The correlation coefficient is symmetric in $X$ and $Y$, lies

within the interval $[-1,1]$, and quantifies by definition a

linear relationship. Thus $\rho = 0$ holds for independent

variables, but the converse is not true in general. In

particular, higher order functional or non-functional

relationships may not, or only marginally, be reflected in

the value of $\rho$ (see Fig.~\ref{fig:correlationTypes}).

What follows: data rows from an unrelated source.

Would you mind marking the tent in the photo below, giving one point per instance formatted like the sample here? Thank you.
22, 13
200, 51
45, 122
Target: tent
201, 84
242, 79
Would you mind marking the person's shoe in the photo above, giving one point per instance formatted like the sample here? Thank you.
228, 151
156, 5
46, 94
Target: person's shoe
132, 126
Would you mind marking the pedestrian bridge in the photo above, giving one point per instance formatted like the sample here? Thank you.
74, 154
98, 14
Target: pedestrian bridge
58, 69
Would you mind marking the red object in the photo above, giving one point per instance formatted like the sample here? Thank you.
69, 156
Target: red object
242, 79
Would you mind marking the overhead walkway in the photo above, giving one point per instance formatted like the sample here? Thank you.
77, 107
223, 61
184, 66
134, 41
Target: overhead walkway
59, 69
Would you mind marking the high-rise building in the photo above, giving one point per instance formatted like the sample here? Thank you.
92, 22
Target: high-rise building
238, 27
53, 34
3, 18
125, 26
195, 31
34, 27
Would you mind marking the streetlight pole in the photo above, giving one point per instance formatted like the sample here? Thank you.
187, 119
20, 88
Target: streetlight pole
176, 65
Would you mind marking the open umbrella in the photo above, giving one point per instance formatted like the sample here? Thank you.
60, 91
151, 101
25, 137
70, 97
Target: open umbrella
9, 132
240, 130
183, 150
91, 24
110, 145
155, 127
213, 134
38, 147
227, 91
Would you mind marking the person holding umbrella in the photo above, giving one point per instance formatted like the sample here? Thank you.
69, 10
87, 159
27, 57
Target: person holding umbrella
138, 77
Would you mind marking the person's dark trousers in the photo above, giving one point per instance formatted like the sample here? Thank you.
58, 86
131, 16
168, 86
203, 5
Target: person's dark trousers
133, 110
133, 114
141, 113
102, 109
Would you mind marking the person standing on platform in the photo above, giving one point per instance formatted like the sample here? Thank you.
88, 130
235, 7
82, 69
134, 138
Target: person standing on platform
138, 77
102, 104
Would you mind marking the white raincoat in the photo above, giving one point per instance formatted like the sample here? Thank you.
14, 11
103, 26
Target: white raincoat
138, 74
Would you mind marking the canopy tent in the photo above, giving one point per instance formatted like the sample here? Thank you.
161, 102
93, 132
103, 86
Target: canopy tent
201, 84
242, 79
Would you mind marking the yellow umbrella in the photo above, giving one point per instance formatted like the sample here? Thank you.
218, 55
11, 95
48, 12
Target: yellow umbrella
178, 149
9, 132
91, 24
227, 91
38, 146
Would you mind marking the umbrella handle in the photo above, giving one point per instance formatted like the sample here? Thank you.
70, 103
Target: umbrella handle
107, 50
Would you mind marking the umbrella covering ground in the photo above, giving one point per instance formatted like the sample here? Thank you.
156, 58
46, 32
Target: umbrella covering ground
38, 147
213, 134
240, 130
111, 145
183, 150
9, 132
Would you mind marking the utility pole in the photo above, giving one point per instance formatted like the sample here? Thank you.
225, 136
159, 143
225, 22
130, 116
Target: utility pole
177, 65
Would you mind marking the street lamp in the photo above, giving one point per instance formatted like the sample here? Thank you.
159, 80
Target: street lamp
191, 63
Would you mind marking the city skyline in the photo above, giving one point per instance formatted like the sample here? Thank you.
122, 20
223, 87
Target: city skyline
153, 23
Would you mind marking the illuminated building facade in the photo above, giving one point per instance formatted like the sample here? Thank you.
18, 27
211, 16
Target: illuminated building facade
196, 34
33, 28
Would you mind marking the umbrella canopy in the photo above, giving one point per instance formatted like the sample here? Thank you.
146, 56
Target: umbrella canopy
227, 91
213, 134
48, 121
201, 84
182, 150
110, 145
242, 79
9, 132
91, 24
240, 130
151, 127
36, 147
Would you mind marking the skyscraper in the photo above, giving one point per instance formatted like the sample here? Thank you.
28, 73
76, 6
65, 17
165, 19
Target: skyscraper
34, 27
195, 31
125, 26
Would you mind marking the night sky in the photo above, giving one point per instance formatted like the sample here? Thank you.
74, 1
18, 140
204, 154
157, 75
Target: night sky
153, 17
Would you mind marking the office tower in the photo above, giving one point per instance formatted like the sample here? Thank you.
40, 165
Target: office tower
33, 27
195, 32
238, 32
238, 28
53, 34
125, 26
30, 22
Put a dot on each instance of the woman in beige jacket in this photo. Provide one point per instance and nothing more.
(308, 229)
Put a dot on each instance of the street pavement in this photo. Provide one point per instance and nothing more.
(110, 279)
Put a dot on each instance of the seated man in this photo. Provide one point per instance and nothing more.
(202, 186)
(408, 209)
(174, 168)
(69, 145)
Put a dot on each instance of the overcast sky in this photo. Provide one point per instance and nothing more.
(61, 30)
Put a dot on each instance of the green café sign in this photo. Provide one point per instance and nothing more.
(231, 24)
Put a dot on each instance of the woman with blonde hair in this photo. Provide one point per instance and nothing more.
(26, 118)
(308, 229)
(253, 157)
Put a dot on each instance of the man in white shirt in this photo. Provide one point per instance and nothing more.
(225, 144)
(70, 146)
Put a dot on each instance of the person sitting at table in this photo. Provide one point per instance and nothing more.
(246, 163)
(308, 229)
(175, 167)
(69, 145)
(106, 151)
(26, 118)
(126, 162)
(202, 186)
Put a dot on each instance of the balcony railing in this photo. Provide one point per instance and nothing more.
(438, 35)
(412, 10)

\item The {\bf correlation ratio}\index{Correlation ratio} is defined by

\beq

\label{eqn:corrRatio}

\eta^2(Y|X) = \frac{\sigma_{E(Y|X)}} {\sigma_Y}\,,

\eeq

where

\beq

\label{eqn:condExp}

E(Y|X) = \int y \ P(y|x) \ dy\,, \eeq is the conditional

expectation of $Y$ given $X$ with the associated conditional

probability density function $P(Y|X)$. The correlation ratio

$\eta^2$ is in general not symmetric and its value lies

within $[0,1]$, according to how well the data points can be

fitted with a linear or nonlinear regression curve. Thus

non-functional correlations cannot be accounted for by the

correlation ratio. The following relations can be derived for

$\eta^2$ and the squared correlation coefficient

$\rho^2$~\cite{kendall:stuart:ord:arnold:1999:2A}:

\begin{itemize}

\item[$\circ$] $\rho^2 = \eta^2=1$, if $X$ and $Y$ are in a

strict linear functional relationship.

\item[$\circ$] $\rho^2 \leq \eta^2=1$, if $X$ and $Y$ are in a

strict nonlinear functional relationship.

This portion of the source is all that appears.